Да, автор имеет право на вымысел и домысел, на преувеличения, основанные, если хотите, на интуи­ции. Нелепо было бы это его право отрицать. Даже в тех случаях, когда литератор ведет почти научное ис­следование факта, оперируя цифрами и «специальны­ми данными». Правы те классики, которые утвержда­ли, что без выдумки нет искусства. Наша мысль, по выражению М. Горького, «измеряя, считая, останавли­вается перед измеренным и сосчитанным, не в силах связать свои наблюдения, создать из них точный практический вывод»[9], вот тут-то и должна помочь интуиция, найдя свое выражение в домысле.

Но выдумка выдумке рознь. «Солги, но так, чтобы я поверил», — сказано поэтом. Домысливать надо правдиво, чтобы читатель не усомнился. Дело это не легкое, напрямую связанное с чувством меры, с само­дисциплиной, со способностью автора самоограничи­ваться.

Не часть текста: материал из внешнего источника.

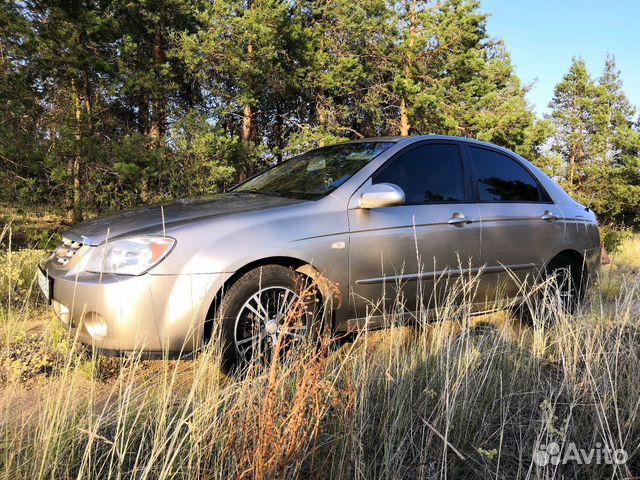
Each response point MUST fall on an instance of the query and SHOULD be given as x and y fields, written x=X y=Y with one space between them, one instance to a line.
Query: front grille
x=66 y=250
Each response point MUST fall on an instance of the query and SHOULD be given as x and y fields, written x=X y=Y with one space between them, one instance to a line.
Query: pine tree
x=573 y=115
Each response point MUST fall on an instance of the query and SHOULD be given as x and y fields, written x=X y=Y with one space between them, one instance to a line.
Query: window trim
x=466 y=180
x=544 y=197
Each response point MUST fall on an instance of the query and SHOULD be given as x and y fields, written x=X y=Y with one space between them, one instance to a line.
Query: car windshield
x=316 y=173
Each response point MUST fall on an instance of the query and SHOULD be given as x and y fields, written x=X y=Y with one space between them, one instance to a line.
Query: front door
x=399 y=255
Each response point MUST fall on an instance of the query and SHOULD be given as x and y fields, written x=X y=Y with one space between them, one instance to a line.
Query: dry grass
x=463 y=397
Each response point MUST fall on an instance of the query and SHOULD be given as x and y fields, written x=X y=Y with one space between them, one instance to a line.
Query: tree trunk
x=248 y=116
x=248 y=127
x=74 y=206
x=157 y=129
x=405 y=124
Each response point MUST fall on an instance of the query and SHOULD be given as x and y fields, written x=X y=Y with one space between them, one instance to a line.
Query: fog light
x=61 y=311
x=95 y=325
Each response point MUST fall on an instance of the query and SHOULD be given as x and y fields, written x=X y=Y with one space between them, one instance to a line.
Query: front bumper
x=148 y=313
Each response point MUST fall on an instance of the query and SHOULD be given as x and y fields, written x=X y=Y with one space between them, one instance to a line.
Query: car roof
x=408 y=140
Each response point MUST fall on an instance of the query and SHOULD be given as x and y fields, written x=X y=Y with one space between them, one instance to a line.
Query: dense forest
x=109 y=103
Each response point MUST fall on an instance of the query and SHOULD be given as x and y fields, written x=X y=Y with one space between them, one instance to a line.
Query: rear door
x=521 y=227
x=398 y=253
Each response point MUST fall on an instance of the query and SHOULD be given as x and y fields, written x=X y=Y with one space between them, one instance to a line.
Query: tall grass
x=461 y=396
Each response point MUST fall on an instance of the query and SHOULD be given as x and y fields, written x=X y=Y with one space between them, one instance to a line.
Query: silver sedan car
x=368 y=221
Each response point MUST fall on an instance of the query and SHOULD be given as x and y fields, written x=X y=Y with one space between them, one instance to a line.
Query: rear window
x=502 y=179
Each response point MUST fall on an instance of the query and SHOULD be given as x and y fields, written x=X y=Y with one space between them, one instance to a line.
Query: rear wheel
x=567 y=286
x=568 y=280
x=267 y=308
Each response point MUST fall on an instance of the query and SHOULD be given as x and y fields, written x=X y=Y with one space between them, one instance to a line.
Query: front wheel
x=269 y=310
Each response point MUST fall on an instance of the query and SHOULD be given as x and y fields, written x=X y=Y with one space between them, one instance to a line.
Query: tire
x=250 y=330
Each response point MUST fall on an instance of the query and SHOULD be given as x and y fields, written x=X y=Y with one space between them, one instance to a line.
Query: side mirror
x=382 y=195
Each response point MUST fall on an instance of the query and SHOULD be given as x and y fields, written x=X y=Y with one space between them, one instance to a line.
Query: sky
x=543 y=35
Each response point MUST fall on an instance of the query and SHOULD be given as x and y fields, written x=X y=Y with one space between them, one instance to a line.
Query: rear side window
x=502 y=179
x=430 y=173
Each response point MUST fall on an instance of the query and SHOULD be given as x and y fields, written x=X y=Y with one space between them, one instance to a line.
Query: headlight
x=129 y=256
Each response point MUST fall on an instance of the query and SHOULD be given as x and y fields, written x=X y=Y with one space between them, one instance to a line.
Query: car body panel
x=360 y=251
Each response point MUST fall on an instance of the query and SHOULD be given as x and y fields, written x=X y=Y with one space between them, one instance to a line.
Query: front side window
x=430 y=173
x=502 y=179
x=316 y=173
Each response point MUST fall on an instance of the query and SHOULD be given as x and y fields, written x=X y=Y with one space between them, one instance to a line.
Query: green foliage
x=613 y=237
x=599 y=142
x=109 y=103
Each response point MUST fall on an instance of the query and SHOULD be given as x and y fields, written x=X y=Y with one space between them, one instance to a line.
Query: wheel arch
x=577 y=259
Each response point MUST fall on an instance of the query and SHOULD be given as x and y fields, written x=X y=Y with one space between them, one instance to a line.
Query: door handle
x=459 y=219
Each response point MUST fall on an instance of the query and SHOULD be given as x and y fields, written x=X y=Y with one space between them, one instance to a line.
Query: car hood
x=155 y=218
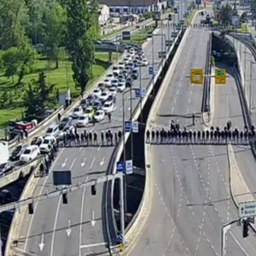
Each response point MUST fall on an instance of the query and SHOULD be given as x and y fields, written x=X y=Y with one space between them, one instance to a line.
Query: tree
x=80 y=40
x=13 y=17
x=37 y=98
x=18 y=61
x=55 y=20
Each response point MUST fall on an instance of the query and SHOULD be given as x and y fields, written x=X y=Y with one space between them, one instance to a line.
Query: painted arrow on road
x=93 y=219
x=102 y=161
x=65 y=162
x=41 y=245
x=68 y=230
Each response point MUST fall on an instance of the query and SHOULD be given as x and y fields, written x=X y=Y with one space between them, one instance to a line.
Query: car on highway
x=47 y=144
x=97 y=105
x=82 y=121
x=111 y=98
x=104 y=96
x=108 y=107
x=114 y=82
x=18 y=151
x=113 y=90
x=78 y=111
x=90 y=112
x=121 y=86
x=67 y=130
x=6 y=168
x=107 y=82
x=52 y=130
x=116 y=70
x=144 y=62
x=30 y=154
x=99 y=115
x=66 y=121
x=97 y=92
x=37 y=141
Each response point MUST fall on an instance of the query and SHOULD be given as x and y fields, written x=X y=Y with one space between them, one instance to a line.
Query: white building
x=104 y=14
x=120 y=7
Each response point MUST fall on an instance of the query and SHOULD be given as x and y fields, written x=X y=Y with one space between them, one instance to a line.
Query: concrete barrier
x=18 y=173
x=19 y=215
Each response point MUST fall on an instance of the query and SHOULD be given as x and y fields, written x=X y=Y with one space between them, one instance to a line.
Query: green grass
x=12 y=105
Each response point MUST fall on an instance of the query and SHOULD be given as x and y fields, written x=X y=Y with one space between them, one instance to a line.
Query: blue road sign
x=127 y=126
x=120 y=166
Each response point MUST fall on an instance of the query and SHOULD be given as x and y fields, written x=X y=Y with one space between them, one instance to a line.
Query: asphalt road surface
x=187 y=178
x=53 y=221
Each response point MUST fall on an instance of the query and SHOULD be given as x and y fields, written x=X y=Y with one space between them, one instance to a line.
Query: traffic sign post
x=247 y=209
x=196 y=76
x=220 y=76
x=127 y=126
x=128 y=167
x=135 y=126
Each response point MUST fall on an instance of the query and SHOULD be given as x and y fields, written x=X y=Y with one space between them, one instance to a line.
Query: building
x=104 y=14
x=121 y=7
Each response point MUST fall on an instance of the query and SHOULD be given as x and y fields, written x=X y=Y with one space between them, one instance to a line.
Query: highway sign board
x=128 y=167
x=151 y=71
x=196 y=76
x=220 y=76
x=127 y=126
x=247 y=209
x=135 y=126
x=120 y=166
x=126 y=35
x=235 y=20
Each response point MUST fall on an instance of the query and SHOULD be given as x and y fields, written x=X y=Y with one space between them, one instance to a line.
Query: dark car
x=15 y=156
x=111 y=98
x=66 y=121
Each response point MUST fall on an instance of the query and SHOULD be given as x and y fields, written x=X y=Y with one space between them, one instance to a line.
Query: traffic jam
x=96 y=107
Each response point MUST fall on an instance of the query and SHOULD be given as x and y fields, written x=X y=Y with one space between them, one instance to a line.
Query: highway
x=56 y=229
x=187 y=177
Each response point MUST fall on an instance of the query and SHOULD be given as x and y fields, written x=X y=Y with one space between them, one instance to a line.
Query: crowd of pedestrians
x=90 y=138
x=214 y=135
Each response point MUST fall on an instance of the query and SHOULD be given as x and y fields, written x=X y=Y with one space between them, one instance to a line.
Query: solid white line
x=72 y=164
x=92 y=163
x=55 y=225
x=32 y=218
x=92 y=245
x=81 y=218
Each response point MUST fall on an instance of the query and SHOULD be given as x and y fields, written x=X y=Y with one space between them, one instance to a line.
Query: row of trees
x=56 y=27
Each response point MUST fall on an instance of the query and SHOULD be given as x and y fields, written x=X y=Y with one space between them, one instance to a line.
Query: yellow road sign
x=196 y=76
x=220 y=76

В моей практике есть несколько случаев работы над прозой (лучше сказать: документальной): рассказы «Обелиск», «Белая лилия», совсем недавно — «Рено­ме», а раньше — «Повесть о карьеристах», «Останови­те Малахова!». Все это написано на достоверной осно­ве, и я, работая над сюжетом, «до последнего» сохра­нял фамилии прототипов, хотя и знал, что в конечном итоге изменю их (а если будет на то их согласие, то и сохраню). Такое скрупулезно-бережное отношение к факту и личности, такой процесс писания, кажется мне, дисциплинирует автора, ограничивает его в гру­бом домысле, дает толчок к художественному осмыс­лению событий. Как говорится, жизнь нам такое преподнесет, что никакая фантазия, не сможет; «такое» и во сне не увидишь, и в бреду не услышишь.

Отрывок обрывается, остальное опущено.